I love The Informant! and I always love people who love The Informant! [laughs] It's a real 'love it or hate it' movie and I love it. It's my favourite thing I've ever done.

I just picked it up on blu-ray the other day and I love re-watching it. I'm always amazed by Matt Damon's performance.

He's so good in that movie! I mean, he was great in Invictus as well, but it's so weird that he didn't get nominated for that.

They always screw the comedy performances when it comes to awards.

They do, it's so funny. I don't know why they do that. But yeah, the last few years have been so great. I got this new agent because I wasn't really happy with how things were going and I needed to change it up a bit, and this agent I'm working with now is really good about me not working unless it's something that I believe in. It just feels like a different world and I'm so lucky.
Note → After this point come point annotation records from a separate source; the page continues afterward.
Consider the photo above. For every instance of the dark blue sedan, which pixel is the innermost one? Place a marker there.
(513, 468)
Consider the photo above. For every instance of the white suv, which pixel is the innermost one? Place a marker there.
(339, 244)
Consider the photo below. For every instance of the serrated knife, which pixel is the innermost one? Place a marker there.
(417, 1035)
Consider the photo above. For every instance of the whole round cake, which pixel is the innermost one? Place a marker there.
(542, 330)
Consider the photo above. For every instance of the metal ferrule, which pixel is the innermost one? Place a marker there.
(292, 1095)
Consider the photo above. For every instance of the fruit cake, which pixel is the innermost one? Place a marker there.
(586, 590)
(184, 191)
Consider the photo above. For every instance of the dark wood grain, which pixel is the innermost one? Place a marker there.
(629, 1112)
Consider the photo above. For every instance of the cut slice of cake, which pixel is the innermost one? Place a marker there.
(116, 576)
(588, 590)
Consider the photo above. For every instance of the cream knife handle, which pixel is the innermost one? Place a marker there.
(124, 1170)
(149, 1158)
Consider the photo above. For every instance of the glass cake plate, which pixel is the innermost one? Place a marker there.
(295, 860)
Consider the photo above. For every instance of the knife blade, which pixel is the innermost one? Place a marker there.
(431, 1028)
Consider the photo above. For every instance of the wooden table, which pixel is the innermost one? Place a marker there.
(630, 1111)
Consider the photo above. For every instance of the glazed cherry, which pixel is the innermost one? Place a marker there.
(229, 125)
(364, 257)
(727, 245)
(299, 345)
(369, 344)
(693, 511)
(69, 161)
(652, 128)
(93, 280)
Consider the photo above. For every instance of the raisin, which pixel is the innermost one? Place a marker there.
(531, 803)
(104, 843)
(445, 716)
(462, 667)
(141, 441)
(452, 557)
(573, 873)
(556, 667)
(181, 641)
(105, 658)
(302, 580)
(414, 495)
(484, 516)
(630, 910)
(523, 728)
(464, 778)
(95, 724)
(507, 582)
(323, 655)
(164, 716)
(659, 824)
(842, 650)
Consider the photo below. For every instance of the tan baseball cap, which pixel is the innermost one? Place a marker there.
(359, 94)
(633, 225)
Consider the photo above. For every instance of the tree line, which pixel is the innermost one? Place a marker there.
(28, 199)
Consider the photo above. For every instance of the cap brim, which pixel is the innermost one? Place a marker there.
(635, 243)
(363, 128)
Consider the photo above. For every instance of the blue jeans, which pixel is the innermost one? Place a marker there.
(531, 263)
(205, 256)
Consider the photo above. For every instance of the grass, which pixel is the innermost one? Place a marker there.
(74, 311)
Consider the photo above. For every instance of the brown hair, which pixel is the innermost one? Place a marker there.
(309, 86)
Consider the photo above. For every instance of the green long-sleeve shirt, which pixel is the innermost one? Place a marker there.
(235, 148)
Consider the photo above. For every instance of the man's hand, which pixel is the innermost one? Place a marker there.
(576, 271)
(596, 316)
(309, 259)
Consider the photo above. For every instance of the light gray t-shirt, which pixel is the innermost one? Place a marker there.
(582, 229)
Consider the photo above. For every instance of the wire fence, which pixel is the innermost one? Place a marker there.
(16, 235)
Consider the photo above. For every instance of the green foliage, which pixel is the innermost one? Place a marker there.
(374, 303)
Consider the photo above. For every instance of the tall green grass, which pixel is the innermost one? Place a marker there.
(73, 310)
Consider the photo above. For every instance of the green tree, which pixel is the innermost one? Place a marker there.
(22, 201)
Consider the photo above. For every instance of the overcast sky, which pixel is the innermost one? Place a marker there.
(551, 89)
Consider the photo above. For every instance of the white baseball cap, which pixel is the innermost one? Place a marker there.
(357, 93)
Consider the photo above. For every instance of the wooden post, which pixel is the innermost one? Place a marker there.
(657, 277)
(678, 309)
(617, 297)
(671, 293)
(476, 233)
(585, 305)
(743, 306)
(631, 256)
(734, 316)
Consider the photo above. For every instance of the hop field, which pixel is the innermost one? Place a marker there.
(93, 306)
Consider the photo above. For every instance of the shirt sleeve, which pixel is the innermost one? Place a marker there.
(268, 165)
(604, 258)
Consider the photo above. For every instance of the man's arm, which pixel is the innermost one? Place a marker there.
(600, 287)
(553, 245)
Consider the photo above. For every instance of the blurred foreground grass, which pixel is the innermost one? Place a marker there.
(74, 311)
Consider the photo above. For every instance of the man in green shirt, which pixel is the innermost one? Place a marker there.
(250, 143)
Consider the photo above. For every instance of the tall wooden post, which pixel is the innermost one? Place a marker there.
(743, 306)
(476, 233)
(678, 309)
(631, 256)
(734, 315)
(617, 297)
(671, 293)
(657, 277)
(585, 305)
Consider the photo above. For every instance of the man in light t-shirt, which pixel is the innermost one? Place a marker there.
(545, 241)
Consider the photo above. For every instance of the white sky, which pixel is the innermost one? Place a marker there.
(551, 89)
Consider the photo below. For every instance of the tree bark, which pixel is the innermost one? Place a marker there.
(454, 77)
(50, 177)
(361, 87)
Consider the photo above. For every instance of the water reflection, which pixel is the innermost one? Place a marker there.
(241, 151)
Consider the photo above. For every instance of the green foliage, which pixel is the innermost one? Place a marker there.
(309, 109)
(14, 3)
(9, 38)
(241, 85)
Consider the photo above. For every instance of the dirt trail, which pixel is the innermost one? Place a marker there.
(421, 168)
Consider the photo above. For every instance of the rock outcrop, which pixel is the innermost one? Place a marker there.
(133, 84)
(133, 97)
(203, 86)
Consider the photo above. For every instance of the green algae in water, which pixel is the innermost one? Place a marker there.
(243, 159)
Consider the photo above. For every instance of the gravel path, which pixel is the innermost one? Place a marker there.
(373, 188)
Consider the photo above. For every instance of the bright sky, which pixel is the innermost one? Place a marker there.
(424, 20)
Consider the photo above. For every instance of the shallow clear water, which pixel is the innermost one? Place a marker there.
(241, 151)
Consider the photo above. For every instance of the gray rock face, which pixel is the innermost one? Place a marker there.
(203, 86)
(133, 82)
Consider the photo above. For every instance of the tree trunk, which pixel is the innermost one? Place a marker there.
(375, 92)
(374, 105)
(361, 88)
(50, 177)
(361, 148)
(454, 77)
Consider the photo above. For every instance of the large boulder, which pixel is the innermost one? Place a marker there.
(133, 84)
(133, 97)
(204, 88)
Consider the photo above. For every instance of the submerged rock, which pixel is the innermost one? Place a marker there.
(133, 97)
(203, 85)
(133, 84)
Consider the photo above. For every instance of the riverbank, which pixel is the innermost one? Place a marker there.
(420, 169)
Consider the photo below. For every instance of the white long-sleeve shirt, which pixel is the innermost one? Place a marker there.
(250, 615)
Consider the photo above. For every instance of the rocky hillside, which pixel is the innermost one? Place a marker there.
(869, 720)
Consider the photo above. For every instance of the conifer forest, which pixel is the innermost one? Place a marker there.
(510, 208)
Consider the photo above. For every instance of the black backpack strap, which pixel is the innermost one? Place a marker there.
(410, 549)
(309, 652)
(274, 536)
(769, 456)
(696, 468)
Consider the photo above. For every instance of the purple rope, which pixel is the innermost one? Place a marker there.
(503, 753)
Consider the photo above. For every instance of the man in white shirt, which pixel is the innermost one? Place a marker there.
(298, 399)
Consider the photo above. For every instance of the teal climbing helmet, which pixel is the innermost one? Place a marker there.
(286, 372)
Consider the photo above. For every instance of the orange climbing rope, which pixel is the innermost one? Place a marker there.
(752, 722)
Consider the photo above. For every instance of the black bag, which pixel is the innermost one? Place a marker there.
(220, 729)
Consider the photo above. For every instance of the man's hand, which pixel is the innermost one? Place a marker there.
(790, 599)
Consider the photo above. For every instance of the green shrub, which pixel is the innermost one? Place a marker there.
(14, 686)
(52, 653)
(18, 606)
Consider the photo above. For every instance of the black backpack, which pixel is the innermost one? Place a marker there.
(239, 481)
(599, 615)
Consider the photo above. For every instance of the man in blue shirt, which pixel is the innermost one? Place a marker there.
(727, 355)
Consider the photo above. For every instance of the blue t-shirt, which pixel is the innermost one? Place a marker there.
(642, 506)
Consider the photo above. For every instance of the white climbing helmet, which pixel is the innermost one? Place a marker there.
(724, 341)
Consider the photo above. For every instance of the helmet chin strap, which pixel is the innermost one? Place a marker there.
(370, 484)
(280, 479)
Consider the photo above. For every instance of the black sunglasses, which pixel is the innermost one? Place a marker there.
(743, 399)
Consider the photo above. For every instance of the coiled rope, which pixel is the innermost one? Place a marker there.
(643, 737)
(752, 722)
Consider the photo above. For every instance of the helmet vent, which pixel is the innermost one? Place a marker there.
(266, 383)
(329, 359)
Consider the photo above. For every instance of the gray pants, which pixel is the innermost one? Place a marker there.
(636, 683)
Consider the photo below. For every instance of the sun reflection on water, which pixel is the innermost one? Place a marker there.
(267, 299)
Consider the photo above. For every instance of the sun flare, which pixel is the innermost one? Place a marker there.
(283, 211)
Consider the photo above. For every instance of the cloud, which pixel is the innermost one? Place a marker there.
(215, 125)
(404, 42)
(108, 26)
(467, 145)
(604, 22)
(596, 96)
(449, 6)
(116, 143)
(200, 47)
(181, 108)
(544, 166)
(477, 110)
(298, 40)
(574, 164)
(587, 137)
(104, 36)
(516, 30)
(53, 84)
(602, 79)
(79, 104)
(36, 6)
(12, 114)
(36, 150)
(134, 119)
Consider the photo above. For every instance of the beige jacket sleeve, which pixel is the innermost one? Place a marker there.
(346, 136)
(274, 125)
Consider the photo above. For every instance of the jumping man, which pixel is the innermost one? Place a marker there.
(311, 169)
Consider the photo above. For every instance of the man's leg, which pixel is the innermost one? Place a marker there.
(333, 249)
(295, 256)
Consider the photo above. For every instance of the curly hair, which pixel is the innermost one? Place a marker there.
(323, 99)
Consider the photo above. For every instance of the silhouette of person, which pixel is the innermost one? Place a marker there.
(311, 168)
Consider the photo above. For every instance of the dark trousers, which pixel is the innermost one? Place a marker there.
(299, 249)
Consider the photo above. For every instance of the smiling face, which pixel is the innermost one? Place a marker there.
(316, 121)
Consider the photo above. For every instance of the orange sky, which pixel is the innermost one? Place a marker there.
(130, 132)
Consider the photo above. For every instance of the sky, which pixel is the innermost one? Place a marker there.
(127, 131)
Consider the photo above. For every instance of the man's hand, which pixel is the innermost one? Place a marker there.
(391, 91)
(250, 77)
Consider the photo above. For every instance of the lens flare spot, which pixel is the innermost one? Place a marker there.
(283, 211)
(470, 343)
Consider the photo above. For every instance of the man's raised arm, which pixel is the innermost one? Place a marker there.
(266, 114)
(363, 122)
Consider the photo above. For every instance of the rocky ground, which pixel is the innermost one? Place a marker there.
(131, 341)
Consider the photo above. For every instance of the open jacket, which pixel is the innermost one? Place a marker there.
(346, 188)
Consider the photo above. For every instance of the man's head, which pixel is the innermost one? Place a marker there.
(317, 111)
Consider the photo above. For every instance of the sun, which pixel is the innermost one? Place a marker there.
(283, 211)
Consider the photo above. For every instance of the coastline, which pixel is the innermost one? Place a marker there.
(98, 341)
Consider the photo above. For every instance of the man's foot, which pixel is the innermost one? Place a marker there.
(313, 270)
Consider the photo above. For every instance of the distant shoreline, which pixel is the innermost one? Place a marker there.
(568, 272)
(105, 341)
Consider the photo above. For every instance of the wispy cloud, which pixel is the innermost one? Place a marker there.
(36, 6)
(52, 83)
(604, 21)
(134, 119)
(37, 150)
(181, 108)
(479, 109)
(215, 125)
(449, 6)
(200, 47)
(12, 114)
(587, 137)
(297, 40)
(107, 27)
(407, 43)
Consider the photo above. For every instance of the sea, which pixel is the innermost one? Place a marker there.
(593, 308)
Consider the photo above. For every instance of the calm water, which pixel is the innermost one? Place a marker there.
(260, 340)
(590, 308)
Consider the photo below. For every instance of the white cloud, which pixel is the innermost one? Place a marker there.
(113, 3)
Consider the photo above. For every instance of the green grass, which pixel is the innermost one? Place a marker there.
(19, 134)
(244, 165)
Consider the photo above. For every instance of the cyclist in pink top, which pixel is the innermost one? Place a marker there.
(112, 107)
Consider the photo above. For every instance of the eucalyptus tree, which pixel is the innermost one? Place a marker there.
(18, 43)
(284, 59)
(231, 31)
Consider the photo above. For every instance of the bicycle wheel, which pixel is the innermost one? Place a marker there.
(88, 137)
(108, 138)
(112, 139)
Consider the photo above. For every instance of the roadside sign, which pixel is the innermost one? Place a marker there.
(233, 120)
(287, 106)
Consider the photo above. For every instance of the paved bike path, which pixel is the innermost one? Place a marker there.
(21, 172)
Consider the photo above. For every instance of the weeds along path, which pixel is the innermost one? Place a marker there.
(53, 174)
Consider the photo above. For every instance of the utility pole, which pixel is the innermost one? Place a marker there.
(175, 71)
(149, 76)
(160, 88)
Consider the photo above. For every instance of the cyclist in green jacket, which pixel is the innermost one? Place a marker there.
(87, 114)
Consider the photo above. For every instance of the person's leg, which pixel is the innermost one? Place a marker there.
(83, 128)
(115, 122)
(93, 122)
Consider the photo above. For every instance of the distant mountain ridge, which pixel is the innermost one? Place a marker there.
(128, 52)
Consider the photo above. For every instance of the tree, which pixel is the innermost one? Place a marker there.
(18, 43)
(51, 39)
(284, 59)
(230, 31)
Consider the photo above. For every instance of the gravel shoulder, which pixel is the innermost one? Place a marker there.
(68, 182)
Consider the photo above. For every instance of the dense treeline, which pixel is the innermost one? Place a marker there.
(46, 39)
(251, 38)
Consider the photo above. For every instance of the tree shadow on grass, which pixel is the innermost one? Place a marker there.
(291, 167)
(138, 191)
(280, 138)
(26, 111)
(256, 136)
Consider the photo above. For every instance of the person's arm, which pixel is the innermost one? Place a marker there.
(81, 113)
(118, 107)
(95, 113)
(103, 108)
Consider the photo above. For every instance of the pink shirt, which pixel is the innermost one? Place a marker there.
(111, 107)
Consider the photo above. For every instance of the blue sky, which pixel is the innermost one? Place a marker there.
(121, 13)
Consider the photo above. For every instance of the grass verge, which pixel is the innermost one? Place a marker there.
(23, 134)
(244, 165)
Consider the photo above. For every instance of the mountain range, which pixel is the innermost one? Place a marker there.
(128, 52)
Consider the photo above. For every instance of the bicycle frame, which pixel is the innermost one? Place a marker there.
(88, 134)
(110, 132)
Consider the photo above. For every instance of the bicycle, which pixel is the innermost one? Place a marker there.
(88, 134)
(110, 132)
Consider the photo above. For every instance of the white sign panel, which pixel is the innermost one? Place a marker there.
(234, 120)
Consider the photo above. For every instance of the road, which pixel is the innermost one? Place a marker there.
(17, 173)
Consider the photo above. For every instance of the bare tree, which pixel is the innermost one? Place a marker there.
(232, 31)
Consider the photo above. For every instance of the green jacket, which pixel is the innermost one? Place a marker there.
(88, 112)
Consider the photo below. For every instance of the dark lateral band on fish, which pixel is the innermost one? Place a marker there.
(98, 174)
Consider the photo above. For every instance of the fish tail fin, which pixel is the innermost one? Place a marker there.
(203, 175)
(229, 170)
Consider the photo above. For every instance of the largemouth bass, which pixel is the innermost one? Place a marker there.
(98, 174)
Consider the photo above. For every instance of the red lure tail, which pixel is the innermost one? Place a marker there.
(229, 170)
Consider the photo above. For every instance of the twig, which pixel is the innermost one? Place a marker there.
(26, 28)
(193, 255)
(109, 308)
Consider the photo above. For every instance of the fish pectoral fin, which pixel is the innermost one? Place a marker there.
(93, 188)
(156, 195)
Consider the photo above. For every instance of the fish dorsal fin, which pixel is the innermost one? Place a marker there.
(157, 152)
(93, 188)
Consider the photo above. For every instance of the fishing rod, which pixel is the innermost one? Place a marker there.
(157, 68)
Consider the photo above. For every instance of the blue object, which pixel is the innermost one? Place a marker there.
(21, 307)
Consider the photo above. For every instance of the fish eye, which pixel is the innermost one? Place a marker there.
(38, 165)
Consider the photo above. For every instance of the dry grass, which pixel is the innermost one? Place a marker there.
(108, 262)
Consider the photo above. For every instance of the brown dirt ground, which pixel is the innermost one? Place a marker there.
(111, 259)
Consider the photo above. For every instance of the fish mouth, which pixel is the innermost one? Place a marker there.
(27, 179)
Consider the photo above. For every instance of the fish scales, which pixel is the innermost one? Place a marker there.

What have you got lined up next?

I'm taking a little break because I haven't seen my husband all year so I'm just going to hang out with him for a while, but I'm excited about this movie that I've just finished. I was in Connecticut where I was shooting a movie that Todd Louiso is directing called Hello I Must Be Going. His wife wrote it and it's a great little script that came out of Sundance development, and I hope it comes out OK.